In the book of Esther we find God's people living in exile under the rule of the Persian King Ahasuerus (Xerxes). Like Esther, we are, Duguid writes:
Strangers in the land in which we live, called to be in the world but not of it. We may be citizens of the country in which we live, yet we are in a profound sense the subjects of a different king, with loyalties and allegiances different from those of our neighbours.It is therefore easy for us, as Duguid comments, to relate to the "twin temptations" of assimilation and despair in which Esther and the Jewish people found themselves. However, as Duguid explains further, the book of Esther offers a "twofold answer" to these temptations: (1) Satire and (2) God's providential outworking.
Firstly, the book of Esther is meant to make us laugh:
Satire takes the object of fear, the authority, and makes fun of it, showing its ridiculous side....For oppressed and powerless people, satire is a key weapon, cutting the vaunted splendour of the empire down to size....The one who is able to laugh in the face of the borg will never be successfully assimilated. Satire is thus a powerful antidote to despair.And here we see this played out as we find in chapter 1 a lengthy description of the impressive and exuberant nature of the empire. Yet, as the King lavishly engages in a week long feast, his wife, Queen Vashti refuses to comply with his demands and brings the empire to its knees. As Duguid comments:
Horrors! What would happen to a man's position in his own home once it became known that Queen Vashti had refused the command of the King?And so, what do we learn? "We should not take the power and glory of this world too seriously...The empire of this world is a glittering hologram that has no real substance. To defend ourselves against the danger of being assimilated, we must learn to laugh at the empire."

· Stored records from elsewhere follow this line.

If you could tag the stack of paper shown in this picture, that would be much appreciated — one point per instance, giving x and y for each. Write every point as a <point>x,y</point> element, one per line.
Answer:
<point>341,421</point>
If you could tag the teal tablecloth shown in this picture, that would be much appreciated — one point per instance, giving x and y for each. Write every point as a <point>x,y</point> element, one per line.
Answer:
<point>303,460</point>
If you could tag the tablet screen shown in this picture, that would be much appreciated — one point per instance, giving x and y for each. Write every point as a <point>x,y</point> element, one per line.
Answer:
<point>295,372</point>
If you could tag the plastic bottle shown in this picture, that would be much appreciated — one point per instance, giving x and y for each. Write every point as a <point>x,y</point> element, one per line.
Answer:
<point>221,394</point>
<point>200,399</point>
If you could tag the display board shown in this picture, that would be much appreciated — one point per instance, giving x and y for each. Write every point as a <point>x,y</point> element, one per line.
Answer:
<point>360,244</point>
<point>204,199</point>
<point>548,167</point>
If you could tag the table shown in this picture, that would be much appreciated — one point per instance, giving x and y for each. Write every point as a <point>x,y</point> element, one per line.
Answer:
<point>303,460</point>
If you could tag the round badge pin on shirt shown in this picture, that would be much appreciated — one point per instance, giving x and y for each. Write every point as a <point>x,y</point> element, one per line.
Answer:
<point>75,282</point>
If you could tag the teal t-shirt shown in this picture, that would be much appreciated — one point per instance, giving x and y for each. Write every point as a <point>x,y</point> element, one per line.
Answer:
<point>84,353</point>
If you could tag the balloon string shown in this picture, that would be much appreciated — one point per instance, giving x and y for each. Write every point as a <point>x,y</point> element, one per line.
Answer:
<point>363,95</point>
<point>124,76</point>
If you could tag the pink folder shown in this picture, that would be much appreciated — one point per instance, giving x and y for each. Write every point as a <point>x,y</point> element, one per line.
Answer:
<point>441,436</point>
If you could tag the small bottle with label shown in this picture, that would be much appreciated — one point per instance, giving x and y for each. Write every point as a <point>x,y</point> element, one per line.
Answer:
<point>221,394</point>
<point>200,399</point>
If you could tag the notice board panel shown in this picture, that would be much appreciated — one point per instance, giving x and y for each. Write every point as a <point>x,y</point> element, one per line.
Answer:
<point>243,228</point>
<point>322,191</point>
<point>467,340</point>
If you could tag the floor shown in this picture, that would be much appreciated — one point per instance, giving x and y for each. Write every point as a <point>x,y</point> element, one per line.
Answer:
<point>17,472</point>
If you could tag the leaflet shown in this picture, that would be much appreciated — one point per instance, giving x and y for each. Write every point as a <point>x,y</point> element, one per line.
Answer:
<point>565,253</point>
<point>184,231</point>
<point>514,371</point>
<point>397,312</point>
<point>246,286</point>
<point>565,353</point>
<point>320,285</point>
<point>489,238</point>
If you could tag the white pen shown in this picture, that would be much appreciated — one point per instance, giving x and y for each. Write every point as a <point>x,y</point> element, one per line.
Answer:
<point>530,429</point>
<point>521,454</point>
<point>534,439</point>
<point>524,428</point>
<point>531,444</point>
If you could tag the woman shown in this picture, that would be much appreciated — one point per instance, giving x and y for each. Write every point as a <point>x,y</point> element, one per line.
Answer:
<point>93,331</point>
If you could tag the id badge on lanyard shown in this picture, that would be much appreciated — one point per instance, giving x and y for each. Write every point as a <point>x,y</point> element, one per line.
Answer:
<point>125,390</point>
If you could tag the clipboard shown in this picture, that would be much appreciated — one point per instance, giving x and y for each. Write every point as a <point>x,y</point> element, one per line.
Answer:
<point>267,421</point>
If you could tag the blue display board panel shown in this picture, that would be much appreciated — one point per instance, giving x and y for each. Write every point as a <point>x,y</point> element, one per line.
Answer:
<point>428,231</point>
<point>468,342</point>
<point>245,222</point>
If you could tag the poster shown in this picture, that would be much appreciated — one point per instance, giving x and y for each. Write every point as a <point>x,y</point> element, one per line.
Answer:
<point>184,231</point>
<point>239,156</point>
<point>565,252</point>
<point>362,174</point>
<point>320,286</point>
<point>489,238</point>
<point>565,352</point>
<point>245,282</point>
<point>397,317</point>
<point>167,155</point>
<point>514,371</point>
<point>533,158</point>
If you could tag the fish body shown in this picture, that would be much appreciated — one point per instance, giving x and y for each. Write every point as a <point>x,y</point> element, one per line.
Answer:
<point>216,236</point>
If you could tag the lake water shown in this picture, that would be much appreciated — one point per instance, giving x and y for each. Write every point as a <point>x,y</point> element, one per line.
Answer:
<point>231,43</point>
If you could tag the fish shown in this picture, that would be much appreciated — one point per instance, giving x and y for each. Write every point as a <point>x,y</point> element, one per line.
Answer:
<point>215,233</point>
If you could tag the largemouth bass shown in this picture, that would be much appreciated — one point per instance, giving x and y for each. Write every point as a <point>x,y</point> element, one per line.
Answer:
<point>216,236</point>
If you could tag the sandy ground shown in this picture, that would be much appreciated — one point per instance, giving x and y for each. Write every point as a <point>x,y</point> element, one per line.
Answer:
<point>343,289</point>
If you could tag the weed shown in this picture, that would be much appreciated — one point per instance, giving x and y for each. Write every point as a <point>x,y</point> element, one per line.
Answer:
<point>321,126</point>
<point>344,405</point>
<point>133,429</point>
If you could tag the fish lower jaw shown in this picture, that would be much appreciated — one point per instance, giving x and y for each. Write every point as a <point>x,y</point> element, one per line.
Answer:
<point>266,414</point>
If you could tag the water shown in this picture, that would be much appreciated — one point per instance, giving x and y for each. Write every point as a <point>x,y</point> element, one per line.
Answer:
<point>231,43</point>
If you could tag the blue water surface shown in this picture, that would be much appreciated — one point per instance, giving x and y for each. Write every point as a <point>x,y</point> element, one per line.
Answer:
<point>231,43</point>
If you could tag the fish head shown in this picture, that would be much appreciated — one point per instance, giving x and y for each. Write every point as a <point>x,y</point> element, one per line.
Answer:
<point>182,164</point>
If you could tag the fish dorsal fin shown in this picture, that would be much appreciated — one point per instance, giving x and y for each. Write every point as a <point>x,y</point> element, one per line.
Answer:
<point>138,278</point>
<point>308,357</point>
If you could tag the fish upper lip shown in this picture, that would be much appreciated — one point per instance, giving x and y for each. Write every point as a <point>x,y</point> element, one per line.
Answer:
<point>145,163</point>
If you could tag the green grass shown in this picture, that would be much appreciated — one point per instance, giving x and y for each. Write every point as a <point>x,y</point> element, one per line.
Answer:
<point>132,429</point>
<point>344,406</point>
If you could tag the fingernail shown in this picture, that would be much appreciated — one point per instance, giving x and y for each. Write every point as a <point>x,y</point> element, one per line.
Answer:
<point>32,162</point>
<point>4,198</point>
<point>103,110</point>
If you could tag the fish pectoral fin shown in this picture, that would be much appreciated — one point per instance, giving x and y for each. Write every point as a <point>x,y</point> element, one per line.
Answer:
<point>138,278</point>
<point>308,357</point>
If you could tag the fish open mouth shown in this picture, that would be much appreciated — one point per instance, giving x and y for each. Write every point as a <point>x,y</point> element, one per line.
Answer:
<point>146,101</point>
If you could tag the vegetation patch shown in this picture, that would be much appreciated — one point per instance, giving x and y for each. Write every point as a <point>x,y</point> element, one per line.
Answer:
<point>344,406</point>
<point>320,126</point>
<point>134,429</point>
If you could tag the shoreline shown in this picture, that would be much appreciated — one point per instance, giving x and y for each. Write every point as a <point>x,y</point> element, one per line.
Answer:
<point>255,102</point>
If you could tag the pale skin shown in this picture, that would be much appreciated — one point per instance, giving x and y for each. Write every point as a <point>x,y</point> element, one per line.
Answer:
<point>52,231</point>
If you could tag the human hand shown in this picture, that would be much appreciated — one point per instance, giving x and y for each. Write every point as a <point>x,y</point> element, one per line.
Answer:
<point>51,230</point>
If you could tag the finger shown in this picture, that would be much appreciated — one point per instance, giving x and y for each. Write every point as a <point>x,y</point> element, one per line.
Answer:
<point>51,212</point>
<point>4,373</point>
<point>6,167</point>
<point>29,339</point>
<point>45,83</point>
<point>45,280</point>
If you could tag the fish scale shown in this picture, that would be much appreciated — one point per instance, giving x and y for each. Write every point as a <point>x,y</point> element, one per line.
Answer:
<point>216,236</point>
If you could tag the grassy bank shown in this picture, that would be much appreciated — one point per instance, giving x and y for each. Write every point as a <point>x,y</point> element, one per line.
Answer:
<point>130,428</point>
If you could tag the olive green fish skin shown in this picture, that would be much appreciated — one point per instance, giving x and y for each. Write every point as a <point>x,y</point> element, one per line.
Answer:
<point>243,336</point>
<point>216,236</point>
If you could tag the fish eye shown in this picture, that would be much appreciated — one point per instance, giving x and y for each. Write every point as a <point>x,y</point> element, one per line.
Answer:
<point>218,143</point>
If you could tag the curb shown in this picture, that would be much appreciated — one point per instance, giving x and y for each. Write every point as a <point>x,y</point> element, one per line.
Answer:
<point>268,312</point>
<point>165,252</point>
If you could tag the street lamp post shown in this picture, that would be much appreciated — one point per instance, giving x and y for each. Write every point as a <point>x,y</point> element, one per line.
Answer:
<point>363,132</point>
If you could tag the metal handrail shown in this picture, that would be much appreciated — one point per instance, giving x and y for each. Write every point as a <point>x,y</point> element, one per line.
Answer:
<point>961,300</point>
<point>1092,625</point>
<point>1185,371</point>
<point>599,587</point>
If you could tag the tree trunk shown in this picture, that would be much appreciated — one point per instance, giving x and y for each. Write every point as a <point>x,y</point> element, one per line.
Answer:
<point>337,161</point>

However, in all of this we see secondly God's providential outworking "invisibly and behind the scenes." Duguid writes:
Here there are neither dramatic miracles nor great heroes, just apparently ordinary providence moving flawed and otherwise undistinguished people into exactly the right place at the right time to bring the empire into line and to establish God's purposes for his people.As the story unfolds, there is no mention of God, Esther or Mordecai but this does not mean that he is not at work. Duguid writes:
Why did Vashti throw away her position and privilege for a noble but predictably futile gesture? Why did Ahasuerus make this foolish demand in the first place? Who came up with the ida of replacing Vashti with a better woman, instead of quietly resolving the offense Ahasuerus had caused? All of these events are...necessary to make way for the process by which Esther will rise to the position where she can use her power and influence to protect God's people against a powerful enemy. Coincidences? By no means. Rather, they are the hand of God at work.And so Duguid concludes his commentary on this first passage with three lessons;
1. Esther 1 reminds us not to take too seriously the power and glory of this world. The world takes all too seriously the trivial, elevating the antics of the rich and famous, it's call for us to strive for material abundance and the pressure it puts on us to look good and to look 'right'. We must learn to laugh at the world around us, and ourselves when we find "our own hearts getting weighed on the empire's scale of values."
2. Esther 1 shows that we might be required to wait to see what God is doing as he works behind the scenes. God is the "unseen director of history" and we must be ready watching and waiting as his plans unfold. All too often we expect God to work in ways that are extraordinary, dramatic and visible. Be rest assured therefore, the God of the universe wills and acts according to his good purpose and we can trust in that.
3. Esther 1 shows us that God's Kingdom is not like any other empire and this is seen particularly when we compare and contrast the Kingdom of God and the Kingdom of Ahasuerus. Duguid comments;
There are superficial similarities between the two kingdoms, but in each case they hide deeper differences. The Lord too is a great king whose decrees cannot be challenged or repealed. His sovereignty governs all things, great and small. He must be obeyed, or we will certainly suffer the consequences. Yet his law is beneficial for men and women... God doesn't use the people for his own purposes. Rather, he graciously invites them into a loving relationship with himself. His kingdom grows and does its work not through the outwardly powerful and attractive, but rather in hidden and effective ways.
The Lord too has prepared a sumptuous banquet for his people...But when God summons his bride to his banquet, he does not to expose her to shame but to lavish his grace and mercy upon her.